JMeter is one of many tools that can do server load testing. The notable others being Apache Benchmark and HTTPerf. I couldn’t get either of them to work for a few annoying reasons, so I put all my effort in getting JMeter working, which, unlike the others, actually has a GUI interface and doesn’t require staring at documentation to understand.
So let is say you are trying to load test server (like me) with multiple threads and such. The first thing to be done is to create a thread group under Test Plan. The number of threads is well, the number of threads to use and loop count is basically request amount. For ramp-up time I put like 30 seconds; it doesn’t seem to take that long but it is a recommended amount for many threads.
After that is, well, what you are testing or what route you are slamming. Which can be set easily using the HTTP Request Defaults config element, which is put under the thread group. Everything is under the thread group. The particular settings that should be put in the defaults is the server-name/IP and Port. For locally run server, the form is just localhost and the latter is the port.

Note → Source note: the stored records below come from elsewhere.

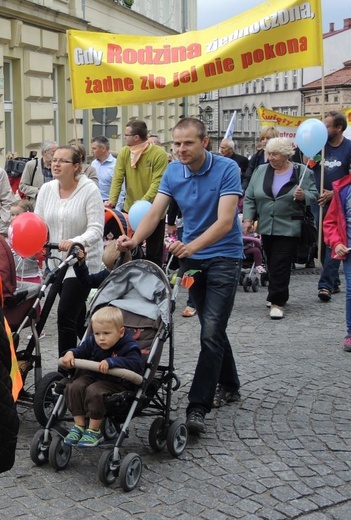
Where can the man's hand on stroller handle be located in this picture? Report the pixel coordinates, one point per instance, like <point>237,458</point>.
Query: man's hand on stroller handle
<point>124,243</point>
<point>179,249</point>
<point>67,360</point>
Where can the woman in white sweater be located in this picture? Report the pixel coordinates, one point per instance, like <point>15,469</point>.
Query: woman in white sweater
<point>72,208</point>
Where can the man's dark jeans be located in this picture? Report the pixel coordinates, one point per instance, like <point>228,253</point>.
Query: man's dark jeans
<point>213,295</point>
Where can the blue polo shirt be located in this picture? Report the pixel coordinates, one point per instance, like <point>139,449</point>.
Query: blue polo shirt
<point>197,195</point>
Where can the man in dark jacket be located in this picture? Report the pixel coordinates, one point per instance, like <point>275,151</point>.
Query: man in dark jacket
<point>226,148</point>
<point>9,422</point>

Then comes the specific route to be tested which is added as a HTTP request sampler. The points that need to be modified are method, which is the HTTP method, and path which is the route from base. So the main page is just /
. If you want a particular assertion add an assertion to that request and decide what you want to test.
Then to view the results of it, you could view them as a tree or table. Tree is easier to read, I think. They are both under listeners. Just add them to the group and when you press run it’ll collect all the responses.
And that is basically it. It takes a little bit of getting used to, layout-wise, but once acclimated it is nice to navigate and use.